Discussion in 'Anything goes' started by Norman Stansfield, Jan 4, 2008.

  1. Norman Stansfield

    Norman Stansfield Active Member

  2. imjustagirl2

    imjustagirl2 New Member

    Funk dat. What's a 2-year-old going to do with $20?

    I'll bet a 30-year-old could use it more.
     
  3. ondeadline

    ondeadline Active Member

    A lowlife who, if convicted, could spend 9 1/2 years in prison.
     
  4. should have to serve every day. breaking into an occupied house at night is serious. lucky he didn't get shot. dirtbag.
     
  5. TheSportsPredictor

    TheSportsPredictor Well-Known Member

    got my Cat Scratch Fever eight-track
    My best friend's in a gun rack
    I'm a lowlife
    I owe everybody money
    I think racist jokes are funny
    I'm a lowlife
    I got a dirty mind, a gutter mouth
    I'm makin' time, I'm goin' out
    With your wife

    Cuz I'm a lowlife
    I'm a lowlife

    I got kids I never seen
    And their momma's seventeen
    I'm a lowlife
    I take strippers out to breakfast
    You can add that to my checklist
    I'm a lowlife
    Ahh the landlord called the rent is due
    I spent it all on a Kiss tattoo
    I Rock n Roll all night

    Cuz I'm a lowlife
    I'm a lowlife
    I'm a lowlife
    Livin' the highlife

    I'm watchin' porno on the TV
    Wonderin' why she'd ever leave me
    I'm a lowlife
    The object of my affection
    Asked the police for protection
    I'm a lowlife
    The romance is gone, I'm doin' fine
    Me and your mom had a real good time
    Just last night

    Cuz I'm a lowlife
    I'm a lowlife

    I make black music for the white man
    Keep cocaine upon my nightstand
    I'm a lowlife
    Ain't never hung out in the Catskills
    But I've been to jail in Nashville
    I'm a lowlife
    I've got a dirty mind, a gutter mouth
    I'm makin' time, I'm goin' out
    With your wife

    I'm a lowlife
    I'm a lowlife
    I'm a lowlife
    Livin' the highlife
     
  6. Norman Stansfield

    Norman Stansfield Active Member

    I think it's great the PD used DNA evidence to solve this crime.

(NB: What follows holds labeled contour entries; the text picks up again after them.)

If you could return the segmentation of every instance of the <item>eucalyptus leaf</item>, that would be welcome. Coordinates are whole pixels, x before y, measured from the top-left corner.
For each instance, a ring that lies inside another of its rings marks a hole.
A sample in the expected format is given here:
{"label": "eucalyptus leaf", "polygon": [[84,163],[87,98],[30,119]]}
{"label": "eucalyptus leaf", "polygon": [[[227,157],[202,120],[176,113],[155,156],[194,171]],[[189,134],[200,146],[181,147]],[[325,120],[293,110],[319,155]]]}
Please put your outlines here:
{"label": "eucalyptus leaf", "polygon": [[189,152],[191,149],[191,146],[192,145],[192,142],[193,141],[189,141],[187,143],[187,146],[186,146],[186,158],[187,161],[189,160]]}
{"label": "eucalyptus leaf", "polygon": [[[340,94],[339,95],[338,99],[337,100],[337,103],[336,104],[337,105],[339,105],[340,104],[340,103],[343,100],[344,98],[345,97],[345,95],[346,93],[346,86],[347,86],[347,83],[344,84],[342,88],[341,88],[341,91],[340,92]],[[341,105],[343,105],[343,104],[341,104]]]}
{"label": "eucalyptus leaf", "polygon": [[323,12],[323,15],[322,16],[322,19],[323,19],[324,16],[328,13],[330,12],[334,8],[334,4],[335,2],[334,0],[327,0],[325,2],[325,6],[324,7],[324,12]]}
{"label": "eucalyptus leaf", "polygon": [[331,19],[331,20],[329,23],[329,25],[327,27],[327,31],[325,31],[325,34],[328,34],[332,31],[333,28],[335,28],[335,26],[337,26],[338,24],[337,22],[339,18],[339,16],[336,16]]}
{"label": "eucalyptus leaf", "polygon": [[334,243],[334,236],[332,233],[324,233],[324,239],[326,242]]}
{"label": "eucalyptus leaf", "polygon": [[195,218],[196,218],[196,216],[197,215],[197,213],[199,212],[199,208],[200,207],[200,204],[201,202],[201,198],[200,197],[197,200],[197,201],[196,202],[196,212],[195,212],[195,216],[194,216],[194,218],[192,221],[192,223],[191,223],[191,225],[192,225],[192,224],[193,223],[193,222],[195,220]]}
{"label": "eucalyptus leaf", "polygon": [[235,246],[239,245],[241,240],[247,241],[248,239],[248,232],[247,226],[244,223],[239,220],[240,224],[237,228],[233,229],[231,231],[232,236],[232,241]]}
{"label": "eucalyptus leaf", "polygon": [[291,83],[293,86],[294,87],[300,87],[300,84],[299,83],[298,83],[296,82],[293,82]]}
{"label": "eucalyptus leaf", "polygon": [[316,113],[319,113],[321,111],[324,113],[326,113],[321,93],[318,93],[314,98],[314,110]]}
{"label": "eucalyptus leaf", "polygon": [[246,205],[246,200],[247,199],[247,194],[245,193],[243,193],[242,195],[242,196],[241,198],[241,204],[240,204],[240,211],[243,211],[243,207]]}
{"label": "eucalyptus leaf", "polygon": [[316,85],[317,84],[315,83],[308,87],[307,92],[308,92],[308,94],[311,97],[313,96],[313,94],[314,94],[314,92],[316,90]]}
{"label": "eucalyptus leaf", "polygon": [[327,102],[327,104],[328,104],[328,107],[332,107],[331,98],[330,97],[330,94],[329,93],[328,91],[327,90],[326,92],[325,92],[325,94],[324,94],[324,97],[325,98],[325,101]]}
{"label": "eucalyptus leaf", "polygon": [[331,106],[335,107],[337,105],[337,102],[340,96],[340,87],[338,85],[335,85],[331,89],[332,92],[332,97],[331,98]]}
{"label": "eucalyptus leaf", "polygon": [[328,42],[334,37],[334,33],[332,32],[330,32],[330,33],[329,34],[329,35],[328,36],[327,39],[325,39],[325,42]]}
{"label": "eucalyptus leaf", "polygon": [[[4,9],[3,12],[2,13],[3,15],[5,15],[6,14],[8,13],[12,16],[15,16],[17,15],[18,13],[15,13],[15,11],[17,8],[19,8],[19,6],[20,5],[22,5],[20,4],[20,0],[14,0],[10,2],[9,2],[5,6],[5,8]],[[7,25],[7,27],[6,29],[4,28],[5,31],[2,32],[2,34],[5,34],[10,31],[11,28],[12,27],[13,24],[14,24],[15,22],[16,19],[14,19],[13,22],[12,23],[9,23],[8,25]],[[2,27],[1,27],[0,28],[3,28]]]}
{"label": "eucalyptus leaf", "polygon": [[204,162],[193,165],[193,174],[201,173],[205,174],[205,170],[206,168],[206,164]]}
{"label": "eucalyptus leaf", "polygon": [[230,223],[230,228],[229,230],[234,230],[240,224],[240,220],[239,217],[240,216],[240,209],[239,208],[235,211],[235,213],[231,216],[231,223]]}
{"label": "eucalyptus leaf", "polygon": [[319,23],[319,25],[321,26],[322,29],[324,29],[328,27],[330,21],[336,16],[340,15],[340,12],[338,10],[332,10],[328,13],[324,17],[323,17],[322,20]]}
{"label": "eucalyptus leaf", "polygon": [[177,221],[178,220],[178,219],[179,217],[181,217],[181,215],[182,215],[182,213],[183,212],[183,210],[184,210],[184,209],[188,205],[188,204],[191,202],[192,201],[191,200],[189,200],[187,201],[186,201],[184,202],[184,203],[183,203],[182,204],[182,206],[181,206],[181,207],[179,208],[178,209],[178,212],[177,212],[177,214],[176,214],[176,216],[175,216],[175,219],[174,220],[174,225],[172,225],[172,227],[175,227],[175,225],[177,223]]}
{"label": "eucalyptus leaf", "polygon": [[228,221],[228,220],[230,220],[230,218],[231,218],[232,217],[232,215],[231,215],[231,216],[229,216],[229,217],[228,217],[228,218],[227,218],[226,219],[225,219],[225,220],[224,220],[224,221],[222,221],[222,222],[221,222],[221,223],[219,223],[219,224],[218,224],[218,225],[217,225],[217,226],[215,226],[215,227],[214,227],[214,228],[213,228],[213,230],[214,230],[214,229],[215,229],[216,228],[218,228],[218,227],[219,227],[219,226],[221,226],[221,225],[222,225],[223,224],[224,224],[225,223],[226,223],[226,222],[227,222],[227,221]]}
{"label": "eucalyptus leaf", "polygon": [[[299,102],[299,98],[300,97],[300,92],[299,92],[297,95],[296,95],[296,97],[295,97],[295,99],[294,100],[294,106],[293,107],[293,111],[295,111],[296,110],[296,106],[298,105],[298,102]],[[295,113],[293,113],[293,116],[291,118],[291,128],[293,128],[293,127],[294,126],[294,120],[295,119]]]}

    I'm also glad it didn't turn into a sexual assault.
     
  7. fishwrapper

    fishwrapper Active Member

    I just did it the other day. To MY six year old.
    My wife, unbeknownst to me, orders an antipasto salad from this new pizza joint.
    Cool. I have a $20. Nope. Not going to do it. And because my wife didn't order with a credit card, the Human Pimple at my doorstep wasn't budging.
    $27! With tip!!!
    Upstairs. Sticking the finger up the Piggy Bank's ass trying to wiggle out some $1 bills without breaking the goddamn thing. Jingling the little bastard so the paper money goes to the bottom. I felt dirty.
    So, yep. I've done it. And I still owe her eight bucks.
     
  8. EStreetJoe

    EStreetJoe Well-Known Member

    Ya beat me to it. I was just going to look up the lyrics and post a YouTube link
    John Eddie wrote it and released it first, but Kid Rock just released his version of it.
    Here's a live John Eddie performance:
     
  9. mike311gd

    mike311gd Active Member

    That's great. You just better hope she doesn't learn how to call the cops.
     
  10. fishwrapper

    fishwrapper Active Member

    My mom used to tell me: I gave you life, I can snuff you out at anytime.
    Different times, I guess.
    I felt awful over seven bucks.
     
  11. TheSportsPredictor

    TheSportsPredictor Well-Known Member

    Luv John Eddie. Didn't even know Kid Rock did a version til I looked for the lyrics. JE's version is much better, though the song does fit Kid Rock.